Read HTMLviewer contents

Mark_Jordan · August 9, 2022, 4:14pm

I want to be able to grab a web page, copy it’s contents to clipboard, and search for one item on that page (it’s from a music site that lists a song’s key). I can get the page up easy enough on an HTMLviewer but don’t know how to grab the text within.

Any help would be appreciated as it would allow me to get the key signatures of over 1000 songs.

Anthony_G_Cyphers · August 9, 2022, 4:19pm

Add this method to a module:

Public Function HTML(extends h as DesktopHTMLViewer) As String
  Return h.ExecuteJavaScriptSync( "document.documentElement.outerHTML;" )
End Function

Call as:

var result as String = HTMLViewer1.HTML

Mark_Jordan · August 9, 2022, 4:21pm

I’ll try it!

Anthony_G_Cyphers · August 9, 2022, 4:22pm

If you want the (more or less) plain-text content:

Public Function PlainText(extends h as DesktopHTMLViewer) As String
  Return h.ExecuteJavaScriptSync( "document.documentElement.textContent;" )
End Function

Anthony_G_Cyphers · August 9, 2022, 4:25pm

I do feel obligated to say that, instead of scraping from a web site which may be a violation of that site’s licensing or otherwise questionable, you should see if there is an API available that you can use to get the information you need.
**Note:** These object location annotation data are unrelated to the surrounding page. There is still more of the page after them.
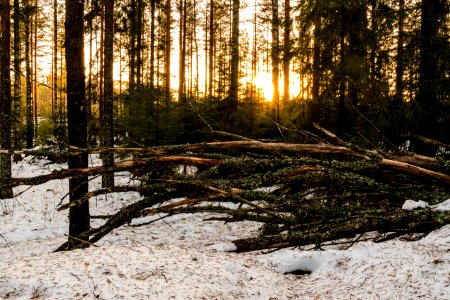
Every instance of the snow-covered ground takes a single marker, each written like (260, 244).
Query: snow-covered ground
(183, 257)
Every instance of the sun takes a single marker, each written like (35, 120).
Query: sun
(263, 83)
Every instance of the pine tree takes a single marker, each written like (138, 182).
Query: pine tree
(79, 218)
(5, 100)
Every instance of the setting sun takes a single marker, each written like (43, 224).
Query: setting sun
(263, 82)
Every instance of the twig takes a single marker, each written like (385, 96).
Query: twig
(376, 128)
(6, 241)
(80, 240)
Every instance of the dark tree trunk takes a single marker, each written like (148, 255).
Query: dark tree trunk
(342, 75)
(182, 53)
(274, 53)
(55, 66)
(35, 98)
(139, 23)
(132, 49)
(5, 101)
(108, 101)
(152, 43)
(17, 71)
(211, 49)
(29, 100)
(428, 75)
(79, 217)
(287, 50)
(316, 58)
(398, 99)
(167, 53)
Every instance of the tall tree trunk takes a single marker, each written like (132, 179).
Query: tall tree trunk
(35, 98)
(168, 45)
(132, 49)
(17, 71)
(79, 219)
(182, 53)
(287, 50)
(55, 67)
(139, 23)
(398, 99)
(29, 100)
(211, 49)
(101, 72)
(275, 59)
(152, 43)
(5, 100)
(428, 65)
(316, 58)
(234, 75)
(108, 103)
(342, 75)
(357, 52)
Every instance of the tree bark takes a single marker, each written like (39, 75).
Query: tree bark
(5, 100)
(29, 103)
(274, 53)
(287, 50)
(108, 101)
(79, 218)
(316, 57)
(211, 49)
(234, 75)
(168, 46)
(17, 94)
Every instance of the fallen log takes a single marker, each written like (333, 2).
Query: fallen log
(415, 170)
(280, 147)
(116, 167)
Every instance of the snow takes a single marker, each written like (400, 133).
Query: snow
(185, 257)
(411, 205)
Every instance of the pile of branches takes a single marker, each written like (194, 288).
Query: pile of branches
(303, 194)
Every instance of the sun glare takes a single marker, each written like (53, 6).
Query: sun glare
(263, 83)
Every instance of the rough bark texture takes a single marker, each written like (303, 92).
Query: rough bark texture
(234, 75)
(16, 105)
(79, 220)
(5, 100)
(108, 101)
(274, 53)
(287, 49)
(29, 104)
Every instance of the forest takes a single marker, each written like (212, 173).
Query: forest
(316, 97)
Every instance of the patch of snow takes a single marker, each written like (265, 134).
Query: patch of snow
(267, 189)
(185, 257)
(443, 206)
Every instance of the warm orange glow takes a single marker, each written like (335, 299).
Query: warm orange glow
(263, 82)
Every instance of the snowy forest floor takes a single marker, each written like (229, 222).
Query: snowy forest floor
(184, 257)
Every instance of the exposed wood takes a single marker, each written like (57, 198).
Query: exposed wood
(415, 170)
(116, 167)
(432, 142)
(299, 148)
Maybe something like this?

Mark_Jordan · August 9, 2022, 4:31pm

Worked! But I first had to update the htmlviewer to Desktop version.
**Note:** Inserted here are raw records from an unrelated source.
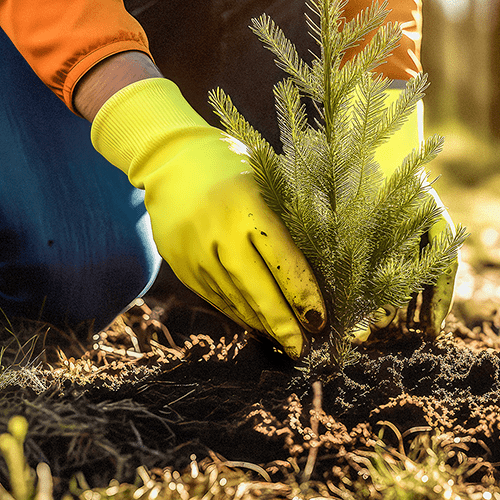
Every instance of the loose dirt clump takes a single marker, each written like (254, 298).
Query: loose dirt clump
(170, 387)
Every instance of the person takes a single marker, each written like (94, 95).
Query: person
(77, 243)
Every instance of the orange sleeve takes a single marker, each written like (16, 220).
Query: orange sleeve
(405, 60)
(62, 39)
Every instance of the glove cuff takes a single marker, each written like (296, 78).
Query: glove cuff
(141, 118)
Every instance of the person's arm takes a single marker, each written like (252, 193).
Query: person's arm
(405, 59)
(110, 76)
(63, 40)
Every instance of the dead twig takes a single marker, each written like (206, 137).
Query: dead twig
(313, 450)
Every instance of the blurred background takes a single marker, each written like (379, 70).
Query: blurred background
(461, 54)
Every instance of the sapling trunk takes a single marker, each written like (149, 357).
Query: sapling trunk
(360, 232)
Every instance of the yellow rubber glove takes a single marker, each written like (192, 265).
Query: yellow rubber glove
(209, 220)
(437, 300)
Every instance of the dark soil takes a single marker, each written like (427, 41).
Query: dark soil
(131, 398)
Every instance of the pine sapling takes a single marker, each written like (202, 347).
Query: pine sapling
(360, 232)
Thanks. As for the comment below that scraping a site may be a violation of licensing, etc., I hadn’t thought of that. I doubt highly it’s a problem since it’s a website of hymns I’m scouring but I’ll look into that.

Again, thanks. This is the type of thing an amateur programmer like me would never have figured out on my own.

Anthony_G_Cyphers · August 9, 2022, 4:32pm

Happy to help!